La solution confirme encore que la levée du secret demeure subordonnée à la (seule) condition de l’exercice effectif des droits de la défense ; ainsi, « la cour d’appel n'était pas tenue de déterminer si les propos tenus relevaient ou non d'un débat d'intérêt général » (§ 6). L’argument soulevé par le parquet général entendait se fonder sur la jurisprudence européenne relative à l’article 10 de la Convention, notamment l’arrêt Mor contre France (CEDH 15 déc. 2011, Mor c/ France). Dans cette affaire, une avocate avait été condamnée pénalement pour avoir tenu dans la presse des propos relatifs à un rapport d’expertise couvert par le secret de l’instruction, et la Cour EDH avait conclu à une ingérence disproportionnée dans l’exercice de son droit à la liberté d’expression, relevant notamment que les déclarations de la requérante, qui concernaient une question de santé publique et la responsabilité de laboratoires pharmaceutiques et de représentants de l’État, s’inscrivaient dans le cadre d’un débat d’intérêt général.

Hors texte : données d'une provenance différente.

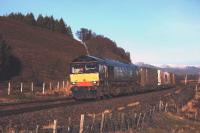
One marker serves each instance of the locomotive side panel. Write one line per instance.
(148, 76)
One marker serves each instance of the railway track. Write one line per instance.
(30, 106)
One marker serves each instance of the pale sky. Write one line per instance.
(154, 31)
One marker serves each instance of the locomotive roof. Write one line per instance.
(109, 62)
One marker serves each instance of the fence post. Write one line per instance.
(81, 123)
(69, 124)
(50, 86)
(37, 128)
(166, 105)
(21, 88)
(186, 79)
(138, 122)
(43, 88)
(58, 85)
(195, 116)
(8, 88)
(32, 86)
(102, 122)
(93, 121)
(55, 126)
(63, 84)
(143, 119)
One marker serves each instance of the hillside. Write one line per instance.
(45, 55)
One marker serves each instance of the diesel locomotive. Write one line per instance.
(93, 78)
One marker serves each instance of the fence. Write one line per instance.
(111, 121)
(14, 88)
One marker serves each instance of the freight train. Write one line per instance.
(94, 78)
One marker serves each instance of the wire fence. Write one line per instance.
(121, 120)
(38, 88)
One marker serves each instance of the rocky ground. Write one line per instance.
(136, 103)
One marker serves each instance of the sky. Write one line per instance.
(153, 31)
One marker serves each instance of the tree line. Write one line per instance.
(47, 22)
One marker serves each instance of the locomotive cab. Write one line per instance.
(85, 76)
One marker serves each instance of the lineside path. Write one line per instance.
(31, 106)
(8, 109)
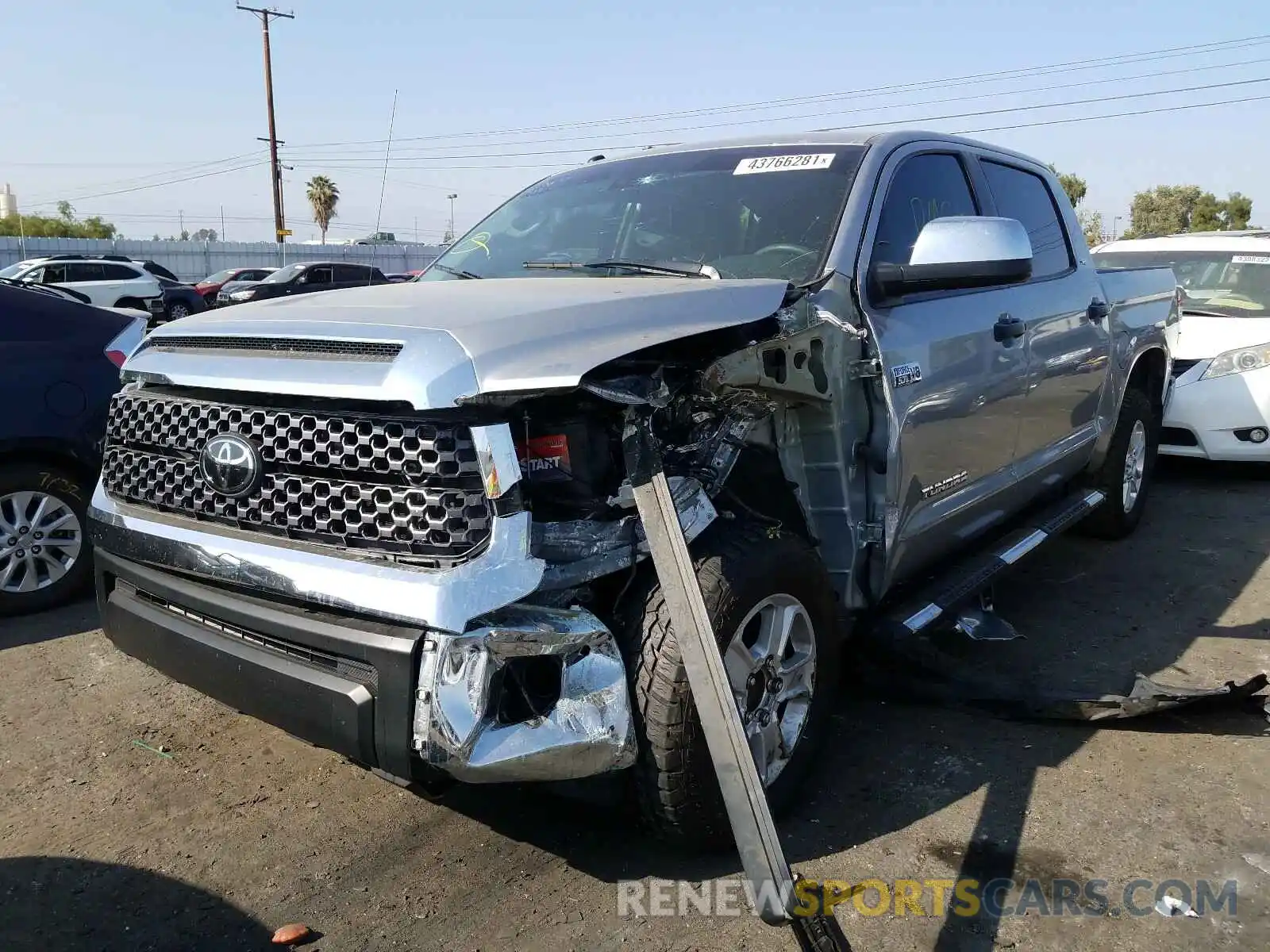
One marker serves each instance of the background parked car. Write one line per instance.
(158, 270)
(211, 286)
(181, 300)
(50, 290)
(107, 281)
(1221, 404)
(302, 278)
(61, 365)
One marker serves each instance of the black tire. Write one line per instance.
(65, 488)
(1113, 520)
(738, 566)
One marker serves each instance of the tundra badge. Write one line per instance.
(905, 374)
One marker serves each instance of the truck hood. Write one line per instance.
(457, 338)
(1200, 336)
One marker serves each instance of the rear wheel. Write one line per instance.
(772, 609)
(44, 558)
(1127, 471)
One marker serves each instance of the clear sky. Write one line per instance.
(112, 97)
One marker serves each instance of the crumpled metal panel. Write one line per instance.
(590, 730)
(582, 550)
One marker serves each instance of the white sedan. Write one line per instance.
(1221, 403)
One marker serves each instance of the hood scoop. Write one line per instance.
(372, 351)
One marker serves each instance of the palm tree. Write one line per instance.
(323, 198)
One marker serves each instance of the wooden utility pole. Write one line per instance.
(279, 226)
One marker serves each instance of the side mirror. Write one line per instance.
(959, 253)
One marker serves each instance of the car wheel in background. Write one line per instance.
(44, 556)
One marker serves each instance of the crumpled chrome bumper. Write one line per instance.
(479, 640)
(584, 729)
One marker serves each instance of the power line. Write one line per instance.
(1054, 106)
(1159, 74)
(178, 171)
(410, 162)
(264, 14)
(163, 184)
(1121, 59)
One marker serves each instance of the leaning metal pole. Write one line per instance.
(752, 825)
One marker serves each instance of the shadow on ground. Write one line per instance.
(48, 626)
(1091, 621)
(60, 903)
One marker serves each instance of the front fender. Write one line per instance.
(1122, 370)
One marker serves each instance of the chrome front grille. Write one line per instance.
(352, 480)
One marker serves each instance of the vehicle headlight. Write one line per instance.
(1246, 359)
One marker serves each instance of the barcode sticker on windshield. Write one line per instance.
(784, 163)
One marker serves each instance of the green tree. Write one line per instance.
(1172, 209)
(1073, 186)
(323, 197)
(61, 226)
(1091, 224)
(1238, 211)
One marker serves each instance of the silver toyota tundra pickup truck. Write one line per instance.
(398, 524)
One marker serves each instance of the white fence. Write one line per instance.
(190, 260)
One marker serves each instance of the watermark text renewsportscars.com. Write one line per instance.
(996, 899)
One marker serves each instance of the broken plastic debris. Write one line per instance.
(1172, 907)
(291, 933)
(160, 750)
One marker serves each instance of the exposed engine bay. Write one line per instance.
(714, 406)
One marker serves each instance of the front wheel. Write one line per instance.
(44, 552)
(1127, 471)
(774, 613)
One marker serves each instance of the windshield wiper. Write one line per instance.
(457, 272)
(1200, 313)
(677, 271)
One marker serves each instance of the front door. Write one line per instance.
(1067, 342)
(956, 390)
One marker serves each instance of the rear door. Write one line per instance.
(1067, 346)
(317, 278)
(89, 278)
(956, 390)
(57, 380)
(349, 276)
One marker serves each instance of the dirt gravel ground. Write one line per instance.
(239, 829)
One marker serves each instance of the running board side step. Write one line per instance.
(976, 575)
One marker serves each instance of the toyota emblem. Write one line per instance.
(230, 465)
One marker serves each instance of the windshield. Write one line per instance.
(764, 213)
(283, 274)
(1221, 282)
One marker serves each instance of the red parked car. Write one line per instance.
(210, 286)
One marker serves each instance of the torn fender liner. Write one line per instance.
(914, 670)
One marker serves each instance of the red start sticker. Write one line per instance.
(545, 457)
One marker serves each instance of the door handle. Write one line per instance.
(1007, 329)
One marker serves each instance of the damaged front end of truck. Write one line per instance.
(495, 539)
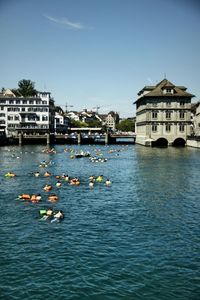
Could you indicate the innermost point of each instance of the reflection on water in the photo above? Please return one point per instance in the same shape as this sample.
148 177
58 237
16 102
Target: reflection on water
137 239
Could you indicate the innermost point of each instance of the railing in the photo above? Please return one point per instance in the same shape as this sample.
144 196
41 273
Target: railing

Pour la Cour européenne, les avocats, en tant qu’auxiliaires de justice, doivent contribuer au bon fonctionnement de l’institution judiciaire et à la confiance qu’elle doit inspirer (v. not. CEDH 20 mai 1998, Schöpfer c/ Suisse, § 29-30). La liberté d’expression de l’avocat pouvant entrer en jeu avec d’autres intérêts, tels que le droit du public d’être informé sur les questions qui touchent au fonctionnement du pouvoir judiciaire ou les impératifs d’une bonne administration de la justice, elle ne saurait être illimitée, et l’article 10, précisément, accorde une protection particulière au secret de l’instruction, compte tenu de l’enjeu d’une procédure pénale, tant pour l’administration de la justice que pour le droit au respect de la présomption d’innocence des personnes mises en examen (arrêt Mor c/ France, préc., § 48).

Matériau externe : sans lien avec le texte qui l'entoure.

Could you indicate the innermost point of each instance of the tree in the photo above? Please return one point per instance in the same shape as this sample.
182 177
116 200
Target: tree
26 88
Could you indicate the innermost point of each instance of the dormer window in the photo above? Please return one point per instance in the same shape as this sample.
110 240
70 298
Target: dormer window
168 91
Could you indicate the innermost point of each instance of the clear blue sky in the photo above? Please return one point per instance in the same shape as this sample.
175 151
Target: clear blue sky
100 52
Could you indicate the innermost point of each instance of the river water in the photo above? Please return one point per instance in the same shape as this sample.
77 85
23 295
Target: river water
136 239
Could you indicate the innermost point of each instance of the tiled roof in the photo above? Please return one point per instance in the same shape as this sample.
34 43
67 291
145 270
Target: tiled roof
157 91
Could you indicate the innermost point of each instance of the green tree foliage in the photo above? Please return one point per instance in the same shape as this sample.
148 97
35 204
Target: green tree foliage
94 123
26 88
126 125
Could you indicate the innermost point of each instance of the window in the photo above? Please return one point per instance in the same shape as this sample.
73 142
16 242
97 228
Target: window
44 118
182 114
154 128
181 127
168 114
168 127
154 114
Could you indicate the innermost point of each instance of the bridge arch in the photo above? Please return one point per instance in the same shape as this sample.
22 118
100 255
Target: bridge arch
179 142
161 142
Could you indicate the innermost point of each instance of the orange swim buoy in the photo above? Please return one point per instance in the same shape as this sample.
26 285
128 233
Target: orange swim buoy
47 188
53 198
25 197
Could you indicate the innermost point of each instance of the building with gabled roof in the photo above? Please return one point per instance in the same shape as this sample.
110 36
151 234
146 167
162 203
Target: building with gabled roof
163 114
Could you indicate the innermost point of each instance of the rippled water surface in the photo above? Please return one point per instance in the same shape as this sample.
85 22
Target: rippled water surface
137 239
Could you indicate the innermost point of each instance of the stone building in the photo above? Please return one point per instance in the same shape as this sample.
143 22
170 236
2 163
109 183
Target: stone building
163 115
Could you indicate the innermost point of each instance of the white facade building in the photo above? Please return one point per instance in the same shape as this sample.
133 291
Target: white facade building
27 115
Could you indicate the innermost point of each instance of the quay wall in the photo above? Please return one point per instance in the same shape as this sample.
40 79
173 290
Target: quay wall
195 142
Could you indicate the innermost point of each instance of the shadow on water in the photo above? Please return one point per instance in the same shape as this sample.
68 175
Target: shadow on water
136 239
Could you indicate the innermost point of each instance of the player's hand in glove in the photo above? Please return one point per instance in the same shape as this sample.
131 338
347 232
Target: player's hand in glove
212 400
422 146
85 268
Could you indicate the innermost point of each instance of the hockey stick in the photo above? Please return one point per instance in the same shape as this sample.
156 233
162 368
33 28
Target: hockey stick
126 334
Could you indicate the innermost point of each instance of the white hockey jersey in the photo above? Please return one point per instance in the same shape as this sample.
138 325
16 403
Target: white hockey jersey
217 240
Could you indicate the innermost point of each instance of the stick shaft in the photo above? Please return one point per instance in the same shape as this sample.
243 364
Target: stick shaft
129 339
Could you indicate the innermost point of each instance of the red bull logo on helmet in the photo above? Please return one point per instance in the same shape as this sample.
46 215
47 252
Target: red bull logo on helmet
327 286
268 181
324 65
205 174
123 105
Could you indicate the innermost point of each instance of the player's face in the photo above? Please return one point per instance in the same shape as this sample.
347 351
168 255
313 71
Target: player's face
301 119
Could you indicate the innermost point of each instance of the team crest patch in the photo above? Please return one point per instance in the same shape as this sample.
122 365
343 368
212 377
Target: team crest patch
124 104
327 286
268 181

Comme on l’a dit, la loi française arbitre expressément le conflit éventuel entre le respect du secret de l’instruction, d’une part, et la liberté d’expression de l’avocat, d’autre part, en autorisant une communication pour l’exercice des droits de la défense. C’est bien cette seule finalité, directement liée à la profession considérée, qui justifie la violation du secret. Ajouter le critère de la contribution à un débat d’intérêt général (certes issu de la jurisprudence européenne mais plus généralement appliqué aux journalistes ou aux particuliers qui viendraient à révéler des informations couvertes par le secret), reviendrait à ajouter à la lettre de la loi, dans un sens défavorable à la liberté d’expression et en méconnaissance du rôle de l’avocat qui consiste également à démontrer sa capacité à représenter effectivement les justiciables et à défendre leurs intérêts (CEDH, gr. ch., 15 déc. 2005, Kyprianou c/ Chypre, § 105 § 119).

Références :

■ Crim. 18 sept. 2001, n° 00-86.518 P D. 2001. 3171.

■ Crim. 27 oct. 2004, n° 04-81.513 P : D. 2004. 3112 ; AJ pénal 2005. 74, obs. J. C.

■ CEDH 15 déc. 2011, Mor c/ France, req. n° 28198/09 AJDA 2012. 143, chron. L. Burgorgue-Larsen ; D. 2012. 667, obs. S. Lavric, note L. François ; ibid. 2013. 136, obs. T. Wickers ; AJ pénal 2012. 337, note C. Porteron ; Légipresse 2012. 14 et les obs. ; ibid. 101, comm. B. Ader ; RSC 2012. 260, obs. J.-P. Marguénaud.

■ CEDH 20 mai 1998, Schöpfer c/ Suisse, req. n° 25405/94 D. 1999. 272, obs. N. Fricero.

■ CEDH, gr. ch., 15 déc. 2005, Kyprianou c/ Chypre, req. n° 73797/01 D. 2007. 825, obs. B. Blanchard.